Wayne Couzens is still set to die in prison after he lost his bid to reduce his sentence at the Court of Appeal. In May, senior judges heard challenges or appeals to the prison sentences of five convicted killers, including the whole-life terms of former police officer Couzens and double murderer Ian Stewart.
Emma Tustin and Thomas Hughes, who killed six-year-old Arthur Labinjo-Hughes, also had their sentences reviewed, along with triple murderer Jordan Monaghan. On Friday, the Lord Chief Justice Lord Burnett and four other judges refused to lower Couzens’ sentence.
Last year, the former officer was handed a whole life term for the rape and murder of 33-year-old Sarah Everard, the first time the sentence had been imposed for a single murder of an adult not committed in the course of a terror attack. Appealing against the whole-life term, Couzens’s lawyers argued he deserved “decades in jail” but said a whole-life term was excessive.
However, in a summary read out in court, Lord Burnett said that the sentencing judge was entitled to impose a whole life order due to the facts of Couzens’ case.
Reviewing the sentences of Arthur’s killers, the Court of Appeal was previously told the child suffered an unsurvivable brain injury while in the sole care of Tustin, who was jailed for life with a minimum term of 29 years. Tustin and Arthur’s father, Hughes, who was sentenced to 21 years for manslaughter, appealed against the length of their sentences which were also challenged as being unduly lenient.
The judges refused to change Tustin’s sentence, finding she should not be given a whole life order and that her current sentence was not unduly lenient. However, Hughes’ sentence was found to be unduly lenient and was increased to 24 years.

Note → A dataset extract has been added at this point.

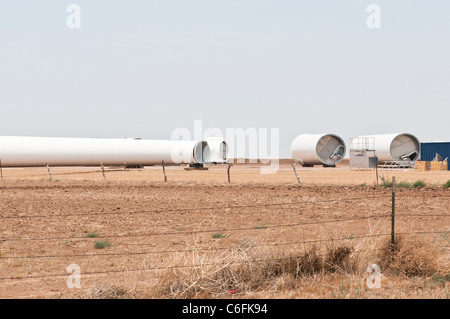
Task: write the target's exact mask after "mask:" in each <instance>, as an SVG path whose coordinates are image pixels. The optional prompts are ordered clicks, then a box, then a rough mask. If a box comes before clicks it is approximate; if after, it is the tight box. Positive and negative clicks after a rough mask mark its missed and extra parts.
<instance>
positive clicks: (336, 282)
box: [152, 236, 450, 298]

Double killer Stewart, who murdered his first wife six years before he went on to murder his fiancee, successfully appealed against his whole-life order. Stewart killed 51-year-old children’s author Helen Bailey in 2016 and was found guilty of her murder in 2017.
After this conviction, police investigated the 2010 death of Stewart’s wife, Diane Stewart, 47, and in February he was found guilty of her murder.
Amjad Malik QC, for Stewart, argued that the whole-life order he was given for the murder of his first wife was not justified in the circumstances of the case. In a ruling on Friday, Lord Burnett and the four other judges said Stewart was “not one of the rare cases” where a whole life order should be imposed, reducing his sentence to life with a 35-year minimum term.
Judges also reviewed the sentence of Jordan Monaghan, who was handed a minimum term of 40 years at Preston Crown Court after he murdered two of his children and his new partner. The Court of Appeal previously heard that between January 2013 and October 2016 he murdered three-week-old Ruby and 21-month-old Logan before murdering Evie Adams.
In Friday’s ruling, the judges found that while a whole life order should not be imposed, the sentence should be increased to life with a minimum term of 48 years.